Dimetil – mercúrio


Características

Classificado como um composto químico organometálico, o dimetil – mercúrio é um líquido do tipo incolor e altamente inflamável, além de ser considerado um tipo de neurotoxina extremamente forte.

Outra de suas características é seu sabor adocicado, contudo, aconselhamos que não tente identificar tal peculiaridade desse composto, afinal, a quantidade necessária a ser ingerida para que se sinta o sabor doce, é altamente prejudicial ao organismo humano. Além da inalação, qualquer tipo de absorção do produto pode resultar em sérias complicações, até mesmo, intoxicações.

Dimetil

A fórmula química do dimetil – mercúrio é ((CH3)2Hg).

Com relação a água o composto não apresenta reatividade, isso porque todos os correspondentes dos compostos organozincos tem a capacidade de se hidrolisar de maneira muito rápida.

Mais uma curiosidade sobre a química do produto é que se ele reagir com o chamado “cloreto de mercúrio” origina o que denominamos de “cloro – metil misto”. É considerado um “líquido volátil”.

Outras características desse composto que também é um metal é sua molécula que apresenta estrutura linear, além disso, o dimetil – mercúrio apresenta-se em condições normais de pressão e temperatura.

De onde vem o mercúrio?

Pode ser que você esteja se perguntando de onde vem o mercúrio, também conhecido por água de prata. Algumas literaturas indicam que tal substância tem origem em dois tipos de fontes: as naturais e as antropogênicas, não entendeu nada? Calma aí vai a explicação:

– Fontes naturais: locais de onde emana esse composto como, por exemplo, a crosta terrestre. Posteriormente são lançados nos lagos, e também, nos rios.

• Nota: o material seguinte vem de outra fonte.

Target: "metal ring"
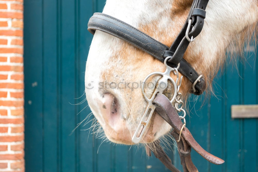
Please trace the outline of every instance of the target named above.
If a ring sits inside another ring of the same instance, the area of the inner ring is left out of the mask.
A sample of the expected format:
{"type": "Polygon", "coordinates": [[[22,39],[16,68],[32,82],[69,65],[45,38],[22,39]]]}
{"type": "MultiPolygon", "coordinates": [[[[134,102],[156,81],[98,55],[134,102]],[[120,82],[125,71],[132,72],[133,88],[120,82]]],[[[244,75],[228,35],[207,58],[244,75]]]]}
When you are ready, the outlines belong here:
{"type": "Polygon", "coordinates": [[[178,140],[177,140],[178,142],[179,142],[180,141],[180,140],[181,139],[181,135],[182,134],[182,131],[183,131],[183,129],[184,129],[184,128],[186,124],[184,124],[183,125],[183,126],[182,126],[182,128],[181,128],[181,130],[180,130],[180,132],[179,134],[179,138],[178,138],[178,140]]]}

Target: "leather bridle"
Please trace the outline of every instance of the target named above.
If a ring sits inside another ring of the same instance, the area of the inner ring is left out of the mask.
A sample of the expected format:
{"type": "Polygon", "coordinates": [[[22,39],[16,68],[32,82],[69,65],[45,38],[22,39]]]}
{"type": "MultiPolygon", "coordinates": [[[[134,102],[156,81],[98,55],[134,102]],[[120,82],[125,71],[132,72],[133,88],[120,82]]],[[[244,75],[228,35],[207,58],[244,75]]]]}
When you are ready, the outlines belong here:
{"type": "MultiPolygon", "coordinates": [[[[202,75],[199,75],[183,57],[190,43],[194,41],[201,31],[208,1],[194,0],[183,26],[170,48],[129,24],[103,13],[94,14],[90,19],[88,29],[93,34],[98,30],[124,40],[162,62],[164,62],[165,58],[170,57],[166,62],[166,64],[172,68],[179,67],[178,71],[193,84],[191,93],[200,95],[206,88],[206,82],[202,75]]],[[[158,92],[155,94],[152,103],[157,107],[155,107],[155,110],[159,114],[173,129],[171,134],[179,140],[178,147],[184,171],[198,171],[191,160],[191,147],[211,162],[216,164],[223,163],[223,160],[207,152],[196,142],[188,129],[183,126],[182,118],[179,118],[171,101],[162,93],[158,92]]],[[[147,154],[150,155],[150,151],[152,151],[169,169],[172,171],[180,171],[171,163],[171,160],[158,141],[154,144],[149,144],[146,147],[149,153],[147,154]],[[156,150],[154,151],[154,150],[156,150]]]]}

– Fontes antropogênicas: as fontes do tipo antropogênicas são aquelas onde o composto é proveniente de certas atividades, como por exemplo: mineração, queima de combustíveis fósseis e até mesmo a fabricação de equipamentos como o termômetro.

Alto poder tóxico

Bem, atualmente sabemos que esse composto é altamente tóxico, mas o que você não imagina é que essa descoberta foi realizada da pior maneira possível.

Quem descobriu o alto poder tóxico do dimetil – mercúrio foi Karen Wetterhahn, uma grande especialista em intoxicação via metais pesados. Karen sofreu um tipo de “envenenamento” em 14 de agosto do ano de 1996 quando algumas gotas de dimetil – mercúrio caíram sobre suas luvas durante um experimento.

Foi assim que a especialista descobriu que o látex das luvas comuns não era nenhuma barreira para o composto. Karen morreu cerca de cinco meses após sofrer o acidente, de acordo com o corpo médico responsável pela paciente as células cerebrais de Karen haviam sido “devoradas” pelo dimetil – mercúrio.

Usos

Devido aos grandes riscos de intoxicação o dimetil – mercúrio não é um composto amplamente utilizado na indústria. Mas, dentro da “toxicologia” é utilizado como um tipo de toxina referência, além disso, é utilizado na calibragem de instrumentos do tipo RMN.

Também podemos dizer que tal composto é amplamente usado por garimpeiros na preparação do ouro, afinal, tem a incrível capacidade de unir alguns tipos de substâncias, e por consequência, separá-las do ouro.

O perigo

Com relação aos riscos que esse composto oferece ao organismo humano podemos apontar alguns tipos de distúrbios. Além disso, em casos de exposição constante, como o que ocorre com os trabalhadores de minas e garimpos sintomas como vômitos e diarreias constantes também podem ser observados.

Em casos extremos até mesmo problemas neurológicos e cardíacos podem ser averiguados.

A distribuição desse composto no organismo humano ocorre em consequência da fácil difusão por meio das membranas celulares, além disso, a distribuição também não é nada difícil para tecidos ricos em gorduras.

Outra grande preocupação com relação a presença desse composto no organismo são para as mulheres em gestação, afinal, a substância tem grande facilidade para atingir o feto.

Atualmente os órgãos responsáveis por cuidar das questões de contaminação são o Departamento Nacional de Produção Mineral (DNPM), e também, o Cetrem que tem como uma de suas funções a fiscalização de alguns garimpos. Já no caso das indústrias a ANVISA (Agência Nacional de Vigilância Sanitária) é quem verifica os possíveis casos de contaminação.

Concluindo

Como você deve ter percebido o dimetil – mercúrio é um composto extremamente forte, tanto por suas características, como por sua toxicidade. Nosso objetivo com esse artigo é demonstrar, mesmo que de maneira rasa, algumas das características, usos e aplicações desse composto. Esperamos ter cumprido minimamente essa função.

Agradecemos por ter escolhido nossa página para mais essa pesquisa. Desejamos a você bons estudo, e, não deixe de nos ter como referência. Até a próxima!